For IT teams in other school districts watching St. Mary’s, this rollout offers a template:
- Start with a policy, not a product. The board adopted rules before the first admin logged in. That avoids the rush to retroactively govern a tool already in the wild.
- Phase by role, not by school. Admin → teachers → students ensures each group’s needs and risks are addressed before the next wave.
- Enterprise Copilot is a configuration project, not an app install. Budget time for data-mapping exercises, permission reviews, and pilot testing with small groups of users.
- Training must be hands-on and role-specific. Generic AI ethics videos won’t cut it. Teachers need to see how Copilot behaves inside Teams or Word; admins need to understand prompt sanitization.

Outlook

St. Mary’s has set a deliberate pace, but the clock is ticking. The 2027-2028 school year, when student access is promised, will bring a new wave of policy enforcement and potential parent scrutiny.
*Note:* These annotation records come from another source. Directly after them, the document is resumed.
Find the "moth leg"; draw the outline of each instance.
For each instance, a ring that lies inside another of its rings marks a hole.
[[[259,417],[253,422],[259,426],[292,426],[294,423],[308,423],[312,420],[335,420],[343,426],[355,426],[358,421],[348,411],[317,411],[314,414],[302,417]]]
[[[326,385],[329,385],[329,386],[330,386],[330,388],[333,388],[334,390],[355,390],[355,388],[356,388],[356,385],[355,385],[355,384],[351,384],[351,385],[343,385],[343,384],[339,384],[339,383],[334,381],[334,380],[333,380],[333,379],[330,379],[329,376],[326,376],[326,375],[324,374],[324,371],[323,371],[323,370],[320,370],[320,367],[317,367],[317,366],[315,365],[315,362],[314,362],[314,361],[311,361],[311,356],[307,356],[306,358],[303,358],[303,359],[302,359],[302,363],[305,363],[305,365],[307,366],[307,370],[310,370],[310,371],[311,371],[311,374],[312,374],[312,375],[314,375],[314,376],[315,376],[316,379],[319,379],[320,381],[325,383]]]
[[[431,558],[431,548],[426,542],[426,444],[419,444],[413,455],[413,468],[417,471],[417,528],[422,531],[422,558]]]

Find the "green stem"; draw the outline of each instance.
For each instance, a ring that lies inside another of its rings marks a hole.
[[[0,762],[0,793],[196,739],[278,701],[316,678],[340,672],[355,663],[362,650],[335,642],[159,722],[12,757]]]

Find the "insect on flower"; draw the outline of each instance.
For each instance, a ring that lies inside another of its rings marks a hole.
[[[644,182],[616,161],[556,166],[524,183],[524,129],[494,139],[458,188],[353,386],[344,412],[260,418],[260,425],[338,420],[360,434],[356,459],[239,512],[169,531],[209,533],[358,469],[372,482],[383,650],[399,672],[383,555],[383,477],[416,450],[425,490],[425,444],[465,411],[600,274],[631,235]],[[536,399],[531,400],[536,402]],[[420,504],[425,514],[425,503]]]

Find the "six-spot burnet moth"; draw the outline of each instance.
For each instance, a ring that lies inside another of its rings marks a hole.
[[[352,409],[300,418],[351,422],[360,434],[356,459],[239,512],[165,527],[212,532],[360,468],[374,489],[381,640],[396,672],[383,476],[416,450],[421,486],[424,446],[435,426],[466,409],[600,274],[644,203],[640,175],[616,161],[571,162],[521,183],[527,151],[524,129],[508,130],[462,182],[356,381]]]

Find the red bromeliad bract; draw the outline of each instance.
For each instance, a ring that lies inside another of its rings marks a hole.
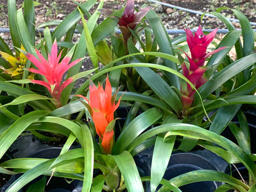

The district will also have to decide whether to extend the AI-use policy to cover newer Copilot features—Microsoft is steadily adding agents, plugins, and deeper data connectors. Each of those could pierce the “closed” boundary if not managed carefully.

For now, the message from St. Mary’s is clear: AI can assist, but it doesn’t get to judge. That principle, written into board policy, may become a model for districts navigating the same tightrope between innovation and accountability.